Some insights from S. Lewis Johnson
I’ve really been enjoying listening to S. Lewis Johnson, to his messages from Genesis, as well as his 37-part eschatology series. Here are a few good thoughts to remember:
From the end of Genesis 3: Adam and Eve were naked and ashamed. The Lord clothed them with the animal skins. Then the Lord Jesus took that shame of nakedness on the cross — He was naked on the cross, taking on Himself that shame that Adam and Eve originally experienced.
From Genesis 4: Cain was the first seed of the serpent, and Abel the first righteous one to die. S. Lewis Johnson considers the issue of what Eve said when she gave birth to Cain, pointing out that some have constructed the Hebrew to say that she thought Cain was the promised seed. SLJ does not hold to that view (a view I first learned from John MacArthur), but does agree that Eve clearly expresses her understanding as a believer, that God was the one that gave her the child.

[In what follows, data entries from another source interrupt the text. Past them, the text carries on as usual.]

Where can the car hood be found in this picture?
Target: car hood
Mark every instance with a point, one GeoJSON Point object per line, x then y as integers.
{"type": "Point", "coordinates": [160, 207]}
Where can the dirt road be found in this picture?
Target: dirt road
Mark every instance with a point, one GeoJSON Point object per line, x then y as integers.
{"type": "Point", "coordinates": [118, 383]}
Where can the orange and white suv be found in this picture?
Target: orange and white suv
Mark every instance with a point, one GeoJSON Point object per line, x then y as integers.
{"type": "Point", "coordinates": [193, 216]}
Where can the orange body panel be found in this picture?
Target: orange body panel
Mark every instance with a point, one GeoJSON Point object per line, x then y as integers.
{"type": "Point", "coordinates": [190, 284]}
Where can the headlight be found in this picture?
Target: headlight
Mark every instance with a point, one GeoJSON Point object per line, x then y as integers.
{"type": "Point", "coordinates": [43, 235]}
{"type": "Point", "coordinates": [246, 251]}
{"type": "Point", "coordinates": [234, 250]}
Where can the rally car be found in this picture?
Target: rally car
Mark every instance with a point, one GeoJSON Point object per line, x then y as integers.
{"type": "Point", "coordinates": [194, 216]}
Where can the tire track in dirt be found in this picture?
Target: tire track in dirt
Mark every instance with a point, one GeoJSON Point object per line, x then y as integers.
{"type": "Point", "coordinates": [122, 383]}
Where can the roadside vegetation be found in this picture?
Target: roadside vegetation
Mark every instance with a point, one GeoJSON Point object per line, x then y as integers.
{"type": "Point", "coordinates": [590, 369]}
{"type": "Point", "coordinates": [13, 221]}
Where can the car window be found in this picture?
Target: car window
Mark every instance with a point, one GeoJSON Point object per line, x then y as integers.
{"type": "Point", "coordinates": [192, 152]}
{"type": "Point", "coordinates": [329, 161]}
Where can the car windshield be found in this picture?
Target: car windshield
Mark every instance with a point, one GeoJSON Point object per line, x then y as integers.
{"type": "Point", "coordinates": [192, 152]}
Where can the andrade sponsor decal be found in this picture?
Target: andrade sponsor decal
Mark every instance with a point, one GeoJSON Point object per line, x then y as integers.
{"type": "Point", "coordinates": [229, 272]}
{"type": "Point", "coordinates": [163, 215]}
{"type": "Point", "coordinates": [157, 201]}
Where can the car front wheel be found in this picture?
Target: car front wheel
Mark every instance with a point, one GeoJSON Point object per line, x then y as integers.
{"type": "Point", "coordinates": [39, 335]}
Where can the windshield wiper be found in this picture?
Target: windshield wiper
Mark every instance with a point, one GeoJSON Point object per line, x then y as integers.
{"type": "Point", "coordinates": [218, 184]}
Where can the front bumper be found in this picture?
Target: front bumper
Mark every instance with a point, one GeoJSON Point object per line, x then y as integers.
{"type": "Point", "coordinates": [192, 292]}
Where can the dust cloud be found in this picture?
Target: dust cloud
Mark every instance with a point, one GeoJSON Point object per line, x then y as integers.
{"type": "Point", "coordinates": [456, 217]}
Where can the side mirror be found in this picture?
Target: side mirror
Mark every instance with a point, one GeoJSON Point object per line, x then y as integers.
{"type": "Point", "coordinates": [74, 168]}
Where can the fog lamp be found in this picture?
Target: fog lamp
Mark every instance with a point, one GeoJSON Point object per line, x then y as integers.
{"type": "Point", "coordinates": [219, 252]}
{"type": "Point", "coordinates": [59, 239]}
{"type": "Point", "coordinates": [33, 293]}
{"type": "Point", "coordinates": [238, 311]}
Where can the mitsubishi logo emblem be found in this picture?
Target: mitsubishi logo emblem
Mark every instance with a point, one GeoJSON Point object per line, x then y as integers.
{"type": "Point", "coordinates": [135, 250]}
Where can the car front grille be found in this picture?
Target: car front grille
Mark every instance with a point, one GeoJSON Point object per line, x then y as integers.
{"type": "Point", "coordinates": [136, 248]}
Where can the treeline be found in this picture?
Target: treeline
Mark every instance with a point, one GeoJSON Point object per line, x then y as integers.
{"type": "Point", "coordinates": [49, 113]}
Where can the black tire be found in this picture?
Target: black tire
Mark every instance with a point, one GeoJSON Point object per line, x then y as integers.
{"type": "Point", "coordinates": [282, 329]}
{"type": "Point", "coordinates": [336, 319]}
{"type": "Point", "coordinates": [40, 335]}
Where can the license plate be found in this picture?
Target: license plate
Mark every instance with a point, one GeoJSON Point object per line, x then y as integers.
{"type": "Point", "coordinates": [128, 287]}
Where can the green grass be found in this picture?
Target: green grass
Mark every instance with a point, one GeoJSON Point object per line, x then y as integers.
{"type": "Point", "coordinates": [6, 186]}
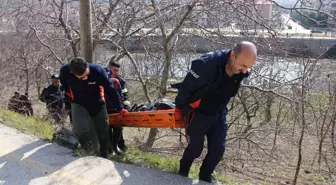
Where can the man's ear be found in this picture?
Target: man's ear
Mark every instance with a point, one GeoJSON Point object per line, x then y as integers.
{"type": "Point", "coordinates": [232, 54]}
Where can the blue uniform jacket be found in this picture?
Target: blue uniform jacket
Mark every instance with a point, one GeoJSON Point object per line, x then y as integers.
{"type": "Point", "coordinates": [207, 87]}
{"type": "Point", "coordinates": [90, 93]}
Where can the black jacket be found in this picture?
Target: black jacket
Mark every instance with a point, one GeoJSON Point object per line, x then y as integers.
{"type": "Point", "coordinates": [90, 93]}
{"type": "Point", "coordinates": [208, 83]}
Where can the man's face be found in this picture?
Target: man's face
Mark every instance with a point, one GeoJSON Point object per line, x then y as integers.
{"type": "Point", "coordinates": [85, 75]}
{"type": "Point", "coordinates": [241, 62]}
{"type": "Point", "coordinates": [115, 70]}
{"type": "Point", "coordinates": [55, 82]}
{"type": "Point", "coordinates": [17, 96]}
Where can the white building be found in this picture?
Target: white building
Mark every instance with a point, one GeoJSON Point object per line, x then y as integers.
{"type": "Point", "coordinates": [326, 6]}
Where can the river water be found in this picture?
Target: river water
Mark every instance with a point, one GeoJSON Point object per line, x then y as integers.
{"type": "Point", "coordinates": [282, 72]}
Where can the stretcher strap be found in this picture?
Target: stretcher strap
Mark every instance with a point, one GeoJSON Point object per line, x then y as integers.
{"type": "Point", "coordinates": [188, 120]}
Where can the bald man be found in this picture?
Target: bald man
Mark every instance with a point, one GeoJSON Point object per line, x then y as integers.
{"type": "Point", "coordinates": [202, 102]}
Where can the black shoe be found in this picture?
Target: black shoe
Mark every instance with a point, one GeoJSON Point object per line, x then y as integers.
{"type": "Point", "coordinates": [117, 150]}
{"type": "Point", "coordinates": [183, 173]}
{"type": "Point", "coordinates": [207, 178]}
{"type": "Point", "coordinates": [104, 155]}
{"type": "Point", "coordinates": [123, 148]}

From both the Genesis and Eschatology series, I’ve learned about the significance of the creation and its curse — and the necessary reversal of the curse on the creation. In Genesis 3 the curse is pronounced on mankind, and in Christ that curse is reversed. So too the creation was cursed, and that curse will be reversed, at the renewal and restoration, when our Lord returns everything to the ideal condition of Genesis and the Garden of Eden, as described in Revelation 21 and 22. Paul in Romans 8 speaks of the creation itself groaning and in travail, waiting for the renewal. As S. Lewis Johnson says:
the whole of this creation will be refashioned, and we shall have a glorious refashioned earth upon which the Lord Jesus will rule and reign in righteousness and in justice.
Jesus also speaks of this in Matthew 19:28 — that at the renewal of all things, the disciples will also sit on twelve thrones; here again is a reference to the renewal of the creation as well. It is indeed very reasonable to see that, just as He redeemed our souls and will resurrect and give us physical bodies, so He will also redeem and restore creation to that “utopian” condition.

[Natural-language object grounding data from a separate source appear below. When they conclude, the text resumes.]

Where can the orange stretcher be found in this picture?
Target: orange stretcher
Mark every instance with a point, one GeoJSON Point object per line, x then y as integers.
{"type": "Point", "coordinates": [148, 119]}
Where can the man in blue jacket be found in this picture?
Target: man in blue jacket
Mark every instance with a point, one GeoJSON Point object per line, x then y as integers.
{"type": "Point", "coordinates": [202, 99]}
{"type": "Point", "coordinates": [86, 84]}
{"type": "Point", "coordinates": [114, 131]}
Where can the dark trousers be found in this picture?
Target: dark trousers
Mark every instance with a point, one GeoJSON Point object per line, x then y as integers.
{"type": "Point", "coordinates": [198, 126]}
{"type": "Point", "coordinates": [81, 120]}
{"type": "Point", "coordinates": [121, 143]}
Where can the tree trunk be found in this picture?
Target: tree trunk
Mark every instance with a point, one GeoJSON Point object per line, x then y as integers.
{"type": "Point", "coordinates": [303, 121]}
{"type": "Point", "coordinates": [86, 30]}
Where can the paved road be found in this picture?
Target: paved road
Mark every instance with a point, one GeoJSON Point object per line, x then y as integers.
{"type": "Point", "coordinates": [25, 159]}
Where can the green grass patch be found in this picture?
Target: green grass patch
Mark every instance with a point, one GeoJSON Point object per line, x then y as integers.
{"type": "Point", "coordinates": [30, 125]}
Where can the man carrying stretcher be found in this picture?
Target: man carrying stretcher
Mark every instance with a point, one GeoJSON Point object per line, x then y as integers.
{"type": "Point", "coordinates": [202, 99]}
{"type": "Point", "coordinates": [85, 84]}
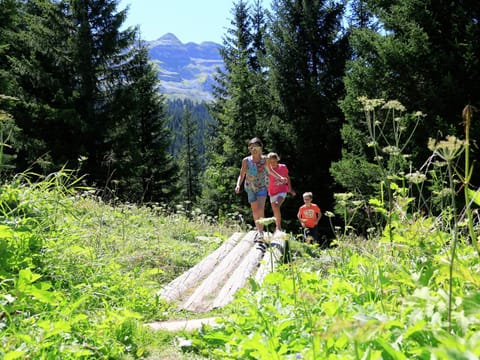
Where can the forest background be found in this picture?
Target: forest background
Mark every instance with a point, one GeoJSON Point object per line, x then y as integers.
{"type": "Point", "coordinates": [78, 92]}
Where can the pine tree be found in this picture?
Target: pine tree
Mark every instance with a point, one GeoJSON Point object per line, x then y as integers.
{"type": "Point", "coordinates": [137, 137]}
{"type": "Point", "coordinates": [101, 51]}
{"type": "Point", "coordinates": [238, 108]}
{"type": "Point", "coordinates": [41, 76]}
{"type": "Point", "coordinates": [189, 161]}
{"type": "Point", "coordinates": [425, 55]}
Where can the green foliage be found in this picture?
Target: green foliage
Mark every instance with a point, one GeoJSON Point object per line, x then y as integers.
{"type": "Point", "coordinates": [78, 278]}
{"type": "Point", "coordinates": [367, 300]}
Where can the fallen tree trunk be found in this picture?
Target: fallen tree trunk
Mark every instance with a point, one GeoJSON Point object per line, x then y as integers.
{"type": "Point", "coordinates": [177, 288]}
{"type": "Point", "coordinates": [239, 277]}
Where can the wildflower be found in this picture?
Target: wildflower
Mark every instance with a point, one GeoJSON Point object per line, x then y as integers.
{"type": "Point", "coordinates": [447, 149]}
{"type": "Point", "coordinates": [370, 104]}
{"type": "Point", "coordinates": [391, 150]}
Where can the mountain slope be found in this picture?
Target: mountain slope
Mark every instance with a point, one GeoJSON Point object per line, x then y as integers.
{"type": "Point", "coordinates": [185, 70]}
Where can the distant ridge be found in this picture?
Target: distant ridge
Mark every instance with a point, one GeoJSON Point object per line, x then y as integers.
{"type": "Point", "coordinates": [185, 70]}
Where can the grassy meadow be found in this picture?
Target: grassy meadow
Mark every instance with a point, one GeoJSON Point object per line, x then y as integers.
{"type": "Point", "coordinates": [78, 277]}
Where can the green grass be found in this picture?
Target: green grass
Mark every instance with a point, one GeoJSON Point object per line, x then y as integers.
{"type": "Point", "coordinates": [78, 278]}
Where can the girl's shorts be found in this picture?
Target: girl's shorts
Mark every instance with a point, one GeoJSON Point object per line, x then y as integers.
{"type": "Point", "coordinates": [253, 196]}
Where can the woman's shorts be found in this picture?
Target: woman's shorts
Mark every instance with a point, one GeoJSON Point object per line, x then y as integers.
{"type": "Point", "coordinates": [275, 197]}
{"type": "Point", "coordinates": [253, 196]}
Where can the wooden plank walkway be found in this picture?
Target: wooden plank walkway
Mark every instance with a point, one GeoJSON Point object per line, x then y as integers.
{"type": "Point", "coordinates": [213, 282]}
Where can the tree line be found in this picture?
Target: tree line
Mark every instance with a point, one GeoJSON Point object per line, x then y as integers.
{"type": "Point", "coordinates": [79, 92]}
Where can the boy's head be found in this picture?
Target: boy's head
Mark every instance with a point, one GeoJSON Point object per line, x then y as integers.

Amillennialists are so plagued by the Greek notion that anything physical cannot also be spiritual, that physical means sinful and carnal and material. Yet in this life we see it all the time, that the physical and spiritual co-exist. SLJ tells a great “parable” (from a true event) about a gathering of preachers at a banquet, enjoying fried chicken while discussing their views of the future kingdom.
If the kingdom of God can exist now on the earth in a 200-pound preacher full of fried chicken without any reprehensible materialistic connotation, perhaps it also can exist in eating and drinking under more perfect conditions in a future millennial kingdom.
To the amillennialist charge of “how ridiculous” a millennial kingdom would be, with resurrected saints walking around and interacting with non-glorified saints (those still living in their natural bodies), the most obvious answer is: well, Jesus Himself in His resurrected body interacted with non-glorified bodies, coming and going for 40 days.
I encourage everyone interested in good Bible exposition to read and/or listen to S. Lewis Johnson, a great resource for Bible teaching. Some of the audio files are of poor quality, from original tape recordings in the 1970s, but for the most part the audio is good. The SLJ Institute also has transcripts of all his messages.